How Jules Verne Crossed the Atlantic

Tuesday 24 September

7 to 8pm

Jean-Michel Margot is an internationally recognized specialist on the 19th century novelist  and currently serves as VP of the North American Jules Verne Society.  Margot has published several books and articles on the author, including translations of the introductions to "Around the World in 80 Days", "The 1874 Play" and "Bandits & Rebels". 


Verne is generally considered a major literary author in France and most of Europe, where he has had a wide influence on the literary avant-garde and on surrealism.


​His reputation is markedly different in Anglophone regions, where he has often been labeled a writer of genre fiction or children's books, largely because of the highly abridged and altered translations in which his novels have often been printed.​

In this talk, Jean-Michel Margot will focus on the influence of Jules Verne's fiction in American literature.

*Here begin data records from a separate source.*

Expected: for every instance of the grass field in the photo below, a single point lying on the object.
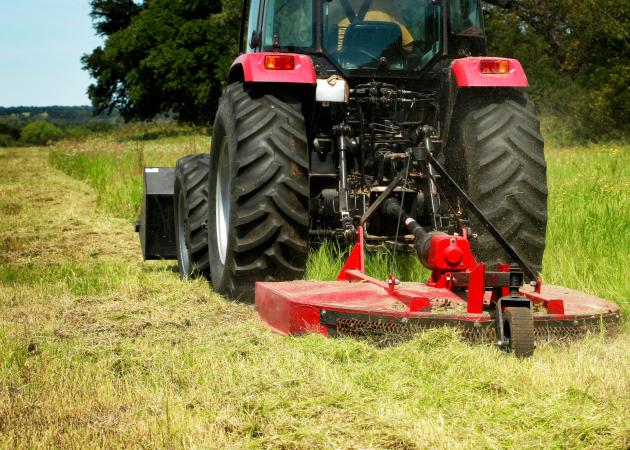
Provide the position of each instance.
(98, 349)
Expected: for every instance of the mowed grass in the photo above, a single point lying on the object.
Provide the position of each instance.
(98, 349)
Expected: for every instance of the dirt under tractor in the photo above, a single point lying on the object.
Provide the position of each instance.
(376, 123)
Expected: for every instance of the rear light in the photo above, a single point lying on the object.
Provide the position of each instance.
(279, 62)
(495, 67)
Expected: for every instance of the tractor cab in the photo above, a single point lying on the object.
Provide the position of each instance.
(363, 36)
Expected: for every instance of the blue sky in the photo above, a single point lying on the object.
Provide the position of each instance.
(41, 43)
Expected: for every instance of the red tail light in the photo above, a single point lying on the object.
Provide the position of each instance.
(279, 62)
(495, 67)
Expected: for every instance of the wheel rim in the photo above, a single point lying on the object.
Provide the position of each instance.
(223, 201)
(184, 257)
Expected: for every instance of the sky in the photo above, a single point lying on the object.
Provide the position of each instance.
(41, 43)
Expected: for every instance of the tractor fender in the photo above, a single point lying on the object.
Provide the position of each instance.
(468, 73)
(251, 68)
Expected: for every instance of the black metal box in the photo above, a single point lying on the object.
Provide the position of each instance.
(156, 224)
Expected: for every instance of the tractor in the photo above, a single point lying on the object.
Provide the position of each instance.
(377, 122)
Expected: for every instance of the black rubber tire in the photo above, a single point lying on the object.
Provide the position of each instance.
(263, 137)
(497, 155)
(518, 327)
(191, 215)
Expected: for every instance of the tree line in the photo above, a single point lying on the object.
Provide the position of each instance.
(163, 55)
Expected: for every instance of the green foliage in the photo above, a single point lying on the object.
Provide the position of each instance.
(577, 55)
(40, 133)
(171, 56)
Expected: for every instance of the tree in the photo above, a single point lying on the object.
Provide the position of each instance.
(162, 56)
(577, 53)
(40, 133)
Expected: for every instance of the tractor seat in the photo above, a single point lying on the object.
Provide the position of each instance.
(365, 42)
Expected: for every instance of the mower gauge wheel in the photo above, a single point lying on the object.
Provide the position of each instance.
(518, 330)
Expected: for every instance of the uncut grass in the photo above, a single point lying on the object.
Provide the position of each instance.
(147, 360)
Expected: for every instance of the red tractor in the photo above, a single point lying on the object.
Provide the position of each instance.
(369, 121)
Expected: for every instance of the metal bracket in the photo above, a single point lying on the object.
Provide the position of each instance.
(496, 234)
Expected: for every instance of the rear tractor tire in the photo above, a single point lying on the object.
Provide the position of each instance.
(258, 191)
(191, 213)
(497, 156)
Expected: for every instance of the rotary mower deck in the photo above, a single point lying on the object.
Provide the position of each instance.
(481, 304)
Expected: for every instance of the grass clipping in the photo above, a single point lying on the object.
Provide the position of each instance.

Jules Verne, was a prolific 19th century French author whose writings laid much of the foundation of modern science fiction.  Among his most famous novels are Journey to the Centre of the Earth, From the Earth to the Moon, Twenty Thousand Leagues Under the Sea, and Around the World in Eighty Days.  

Verne has been the second most-translated author in the world since 1979, ranking between Agatha Christie and William Shakespeare. He has sometimes been called the "Father of Science Fiction", a title that has also been given to H. G. Wells, Mary Shelley, and Hugo Gernsback.